Five years ago I was seventeen and Powell just turned sixteen five days prior (his birthday is December 12th). Teenagers then, we've both been out of high school for years now and have taken very different paths: I should have graduated in May but an opportunity with a major record label, among other things, interfered to keep me in school; he's been through rehab, bounced from job to job, and made a few abortive attempts at community college before deciding higher education wasn't for him.
Thomas was ten years old five years ago, but a child and scarcely older than Pie is now. Today he's stepped into being a teenager and everything that comes with it: dating, thoughts of sex, experiments with drinking and marijuana, dreams of rock stardom, and the first ambitions to attend university.
Pie, only two years old in 2005, is now a strong-willed and rambunctious seven-year-old girl. A toddler when we arrived here, Mountain Town is the only reality she's ever known.
I've become better, smarter, and infinitely more self-confident, the consequence of a social flowering experienced at college. If anything my relationship with my parents has grown more fractious, but that is the result of my growing assertions for basic fairness and respect, and so in a way is a good thing.
I've spent five years here now, and I know I won't remain here five years more. It's interesting, and a bit terrifying, to think of where I'll be in a half a decade's time.
Below you will find my diary entry for December 19, 2005. I was halfway through twelfth grade and had moved to Mountain Town only two days earlier.
December 19, 2005
Of the five transitions I've gone through in the last four years, Saturday's was by far the worst.
In the days leading up to our move, our parents allocated us one full week in which to pack. In practice, however, we had much less time to gather our things; after seven hours of school and a full night of homework, there was perhaps one half hour left before we went to bed, and no one wanted to spend it sorting through piles of clothes and such.
Then, on the night before the move, I was home just long enough to fill a single tote before Mom made me go to the store with her. We came back to the house, stayed there for about five minutes, and then went off to Mountain Town for some last-minute unloading.
Oh, that's right; Mom and Dad decided that, to save money, we would move most of our things, leaving only the "really big stuff" for the movers. The result was a laborious few days spent lugging endless totes, prolifically heavy boxes, a good deal of our own furniture, and even Betsy (Dad's motorcycle).
I can't tell you what fun it all was, getting up in the early morning to drag as many things as possible into our trailer, driving to Mountain Town on roads of pure ice, unloading the objects in frigid winter air, and then returning to Rich Town after several burdensome hours to start the process over again.
Really, just peachy.
We moved in on the 17th of December, and then began the tiresome task of digging through all of the boxes for our possessions. My stereo and computer, initially displaced, were located within a day of our relocation, but the green binder containing both my English and Physics classes remained unaccounted for.
Obviously, this caused me great distress, and I was adamant that it must be found.
Dad, thinking perhaps he had seen it in a pile of trash in Rich Town, asked Aunt Lesbian to check. She dug through our garbage and found a purple binder that I'd intentionally thrown away.
The mere act, however, made me feel inclined to view Aunt Lesbian in a much more positive light than I had before.

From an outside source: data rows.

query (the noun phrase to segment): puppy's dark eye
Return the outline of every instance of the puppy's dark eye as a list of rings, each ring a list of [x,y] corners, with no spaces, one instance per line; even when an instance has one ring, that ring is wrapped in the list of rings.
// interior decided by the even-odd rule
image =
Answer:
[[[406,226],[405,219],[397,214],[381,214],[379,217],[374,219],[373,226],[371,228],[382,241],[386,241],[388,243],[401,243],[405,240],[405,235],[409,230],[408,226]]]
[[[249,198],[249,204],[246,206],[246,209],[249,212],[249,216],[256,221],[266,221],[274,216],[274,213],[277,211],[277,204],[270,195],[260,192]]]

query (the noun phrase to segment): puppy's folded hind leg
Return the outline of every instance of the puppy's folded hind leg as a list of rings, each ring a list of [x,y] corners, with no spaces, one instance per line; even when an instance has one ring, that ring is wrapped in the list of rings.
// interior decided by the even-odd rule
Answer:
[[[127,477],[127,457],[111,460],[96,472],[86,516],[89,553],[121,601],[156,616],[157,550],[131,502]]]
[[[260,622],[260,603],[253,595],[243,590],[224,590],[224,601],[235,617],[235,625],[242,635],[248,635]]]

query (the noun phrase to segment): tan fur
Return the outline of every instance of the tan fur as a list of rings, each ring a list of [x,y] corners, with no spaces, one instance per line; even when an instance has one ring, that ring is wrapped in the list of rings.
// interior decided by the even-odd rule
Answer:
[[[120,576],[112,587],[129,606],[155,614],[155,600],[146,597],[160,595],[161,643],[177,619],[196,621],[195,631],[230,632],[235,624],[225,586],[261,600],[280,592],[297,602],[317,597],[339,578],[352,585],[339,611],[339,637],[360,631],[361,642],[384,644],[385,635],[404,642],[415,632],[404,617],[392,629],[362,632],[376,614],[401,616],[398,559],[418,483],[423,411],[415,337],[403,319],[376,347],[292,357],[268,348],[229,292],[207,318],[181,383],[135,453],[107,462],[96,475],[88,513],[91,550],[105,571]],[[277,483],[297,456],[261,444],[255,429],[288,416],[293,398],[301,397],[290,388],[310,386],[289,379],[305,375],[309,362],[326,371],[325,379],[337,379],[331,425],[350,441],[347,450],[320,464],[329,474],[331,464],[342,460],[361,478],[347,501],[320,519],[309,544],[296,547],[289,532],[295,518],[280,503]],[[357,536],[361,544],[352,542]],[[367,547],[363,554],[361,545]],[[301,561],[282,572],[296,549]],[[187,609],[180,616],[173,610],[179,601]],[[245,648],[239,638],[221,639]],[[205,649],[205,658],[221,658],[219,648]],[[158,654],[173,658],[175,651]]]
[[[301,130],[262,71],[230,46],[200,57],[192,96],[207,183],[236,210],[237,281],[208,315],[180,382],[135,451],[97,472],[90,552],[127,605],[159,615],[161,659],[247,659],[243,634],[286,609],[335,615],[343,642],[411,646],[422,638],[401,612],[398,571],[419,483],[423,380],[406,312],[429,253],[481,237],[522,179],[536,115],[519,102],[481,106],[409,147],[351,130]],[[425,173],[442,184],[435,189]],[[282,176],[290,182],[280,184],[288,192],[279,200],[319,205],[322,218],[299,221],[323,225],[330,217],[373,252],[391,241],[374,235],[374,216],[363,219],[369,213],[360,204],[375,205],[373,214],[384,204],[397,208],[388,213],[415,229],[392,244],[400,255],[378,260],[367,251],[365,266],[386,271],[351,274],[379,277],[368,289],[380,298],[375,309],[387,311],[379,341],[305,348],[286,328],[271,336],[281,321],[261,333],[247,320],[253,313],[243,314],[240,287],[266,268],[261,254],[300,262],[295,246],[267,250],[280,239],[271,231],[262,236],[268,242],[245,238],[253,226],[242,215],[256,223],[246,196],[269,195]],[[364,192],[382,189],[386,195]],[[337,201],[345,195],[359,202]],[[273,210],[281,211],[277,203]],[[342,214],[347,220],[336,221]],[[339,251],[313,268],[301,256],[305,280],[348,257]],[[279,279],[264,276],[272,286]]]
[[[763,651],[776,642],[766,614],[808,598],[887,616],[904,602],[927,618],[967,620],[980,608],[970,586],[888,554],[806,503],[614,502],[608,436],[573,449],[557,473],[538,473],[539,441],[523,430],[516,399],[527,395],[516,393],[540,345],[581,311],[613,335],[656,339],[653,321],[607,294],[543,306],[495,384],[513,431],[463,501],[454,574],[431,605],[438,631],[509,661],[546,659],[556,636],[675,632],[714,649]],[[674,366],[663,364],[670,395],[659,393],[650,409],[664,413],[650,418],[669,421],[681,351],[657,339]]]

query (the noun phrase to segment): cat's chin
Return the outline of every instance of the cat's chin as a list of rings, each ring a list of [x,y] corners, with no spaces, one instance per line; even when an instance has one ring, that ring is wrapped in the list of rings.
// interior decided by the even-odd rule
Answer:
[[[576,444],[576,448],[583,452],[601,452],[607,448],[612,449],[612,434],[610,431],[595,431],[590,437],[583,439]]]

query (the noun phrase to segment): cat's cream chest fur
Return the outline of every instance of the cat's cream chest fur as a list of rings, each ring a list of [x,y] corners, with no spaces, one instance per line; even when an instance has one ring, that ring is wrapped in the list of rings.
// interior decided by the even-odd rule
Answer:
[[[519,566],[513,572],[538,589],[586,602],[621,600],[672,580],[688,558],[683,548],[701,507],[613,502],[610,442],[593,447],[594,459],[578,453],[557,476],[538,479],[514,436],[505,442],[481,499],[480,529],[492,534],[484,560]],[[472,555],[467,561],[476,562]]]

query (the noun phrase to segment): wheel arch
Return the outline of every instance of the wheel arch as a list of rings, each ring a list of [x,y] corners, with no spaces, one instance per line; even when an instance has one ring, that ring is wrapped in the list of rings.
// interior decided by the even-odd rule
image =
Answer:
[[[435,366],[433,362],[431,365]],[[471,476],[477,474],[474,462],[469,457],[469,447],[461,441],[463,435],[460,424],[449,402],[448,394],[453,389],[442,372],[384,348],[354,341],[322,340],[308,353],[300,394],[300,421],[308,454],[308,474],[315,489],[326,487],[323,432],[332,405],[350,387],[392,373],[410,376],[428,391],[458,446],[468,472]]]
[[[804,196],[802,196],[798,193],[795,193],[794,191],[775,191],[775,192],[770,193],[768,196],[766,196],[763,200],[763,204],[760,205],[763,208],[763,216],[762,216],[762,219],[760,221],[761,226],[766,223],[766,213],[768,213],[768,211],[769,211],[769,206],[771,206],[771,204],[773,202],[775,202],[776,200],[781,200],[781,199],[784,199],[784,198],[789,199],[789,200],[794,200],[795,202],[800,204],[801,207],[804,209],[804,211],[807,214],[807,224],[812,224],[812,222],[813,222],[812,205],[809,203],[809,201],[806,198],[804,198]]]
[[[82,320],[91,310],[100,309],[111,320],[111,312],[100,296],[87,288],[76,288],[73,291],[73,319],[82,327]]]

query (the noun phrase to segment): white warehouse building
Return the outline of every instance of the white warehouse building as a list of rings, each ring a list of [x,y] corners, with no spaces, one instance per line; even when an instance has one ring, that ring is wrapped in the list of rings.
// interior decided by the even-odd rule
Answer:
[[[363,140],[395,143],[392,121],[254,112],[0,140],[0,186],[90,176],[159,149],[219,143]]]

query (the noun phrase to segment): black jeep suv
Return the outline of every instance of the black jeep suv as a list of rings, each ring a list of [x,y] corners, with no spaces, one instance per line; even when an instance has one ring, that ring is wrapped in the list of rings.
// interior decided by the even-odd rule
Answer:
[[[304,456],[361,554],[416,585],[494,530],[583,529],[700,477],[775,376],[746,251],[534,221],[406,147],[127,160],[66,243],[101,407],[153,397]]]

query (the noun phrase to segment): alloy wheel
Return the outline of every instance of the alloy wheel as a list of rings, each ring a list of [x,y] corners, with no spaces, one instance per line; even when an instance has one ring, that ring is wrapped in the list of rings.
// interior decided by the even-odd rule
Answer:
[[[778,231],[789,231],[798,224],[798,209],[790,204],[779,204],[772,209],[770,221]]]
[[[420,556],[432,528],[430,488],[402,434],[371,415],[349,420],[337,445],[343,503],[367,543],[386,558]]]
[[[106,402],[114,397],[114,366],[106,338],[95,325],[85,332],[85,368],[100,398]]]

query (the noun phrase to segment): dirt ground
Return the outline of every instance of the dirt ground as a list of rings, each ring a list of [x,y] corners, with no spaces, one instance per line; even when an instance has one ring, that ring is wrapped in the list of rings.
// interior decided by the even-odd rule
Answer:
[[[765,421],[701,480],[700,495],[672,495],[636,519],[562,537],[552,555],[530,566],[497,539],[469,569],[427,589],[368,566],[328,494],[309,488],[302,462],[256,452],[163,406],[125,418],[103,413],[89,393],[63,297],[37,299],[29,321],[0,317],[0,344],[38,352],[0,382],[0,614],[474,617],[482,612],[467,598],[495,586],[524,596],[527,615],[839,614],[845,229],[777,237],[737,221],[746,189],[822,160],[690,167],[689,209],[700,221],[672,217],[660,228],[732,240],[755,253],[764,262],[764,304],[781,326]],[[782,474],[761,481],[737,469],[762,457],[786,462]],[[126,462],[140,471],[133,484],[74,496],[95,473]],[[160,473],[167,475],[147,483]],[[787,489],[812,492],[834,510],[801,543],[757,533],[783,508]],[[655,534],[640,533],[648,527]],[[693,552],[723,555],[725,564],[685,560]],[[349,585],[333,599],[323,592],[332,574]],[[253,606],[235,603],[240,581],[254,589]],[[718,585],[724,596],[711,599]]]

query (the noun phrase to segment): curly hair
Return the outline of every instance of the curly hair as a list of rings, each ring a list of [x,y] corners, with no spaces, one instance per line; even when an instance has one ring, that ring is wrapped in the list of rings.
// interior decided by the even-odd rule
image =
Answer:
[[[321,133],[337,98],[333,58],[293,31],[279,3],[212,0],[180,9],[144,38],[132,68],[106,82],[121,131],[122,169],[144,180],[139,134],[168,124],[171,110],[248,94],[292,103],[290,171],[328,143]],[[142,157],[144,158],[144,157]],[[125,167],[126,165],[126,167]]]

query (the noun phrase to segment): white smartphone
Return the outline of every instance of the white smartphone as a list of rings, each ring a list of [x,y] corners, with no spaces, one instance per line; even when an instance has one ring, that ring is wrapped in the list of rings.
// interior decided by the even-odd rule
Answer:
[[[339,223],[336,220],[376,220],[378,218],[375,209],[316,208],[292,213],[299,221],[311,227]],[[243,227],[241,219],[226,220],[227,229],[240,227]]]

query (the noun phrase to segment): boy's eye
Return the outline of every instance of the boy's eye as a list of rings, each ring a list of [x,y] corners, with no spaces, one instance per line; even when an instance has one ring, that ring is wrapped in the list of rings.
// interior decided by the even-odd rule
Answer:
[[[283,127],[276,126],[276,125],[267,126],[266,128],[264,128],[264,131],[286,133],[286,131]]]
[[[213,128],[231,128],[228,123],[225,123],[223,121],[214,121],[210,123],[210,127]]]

This more amicable attitude towards my aunt was dissolved literally within minutes.
Frantic over the lost binder, I tried to get Mom to tell me the day and time at which the trashmen would come.
After answering a single question, she told me she'd "had enough."
When I tried to ask a second question, she went into a fit of screeches.
"Answer my question!" I yelled over her screams, at which point she exclaimed, "Fuck you, BB!"
Furious, I stalked into the kitchen, where Aunt Lesbian eyed me sharply and said in a dangerous tone, "Don't you talk to my sister that way."
I was already emotionally charged by the whole experience of the move and angry at Aunt Lesbian for earlier rudeness in the weekend, and so I said the first thing that popped into my head: "Shut up and mind your own damn business."
It was as if an atomic bomb had gone off in our kitchen.
The next thing I knew, my mother, Aunt Lesbian, and I were facing off in an explosive three-way screaming match that shook the polished countertops and sent Pie into hysterics.
Tomorrow I'll find out if I got into Major University!!!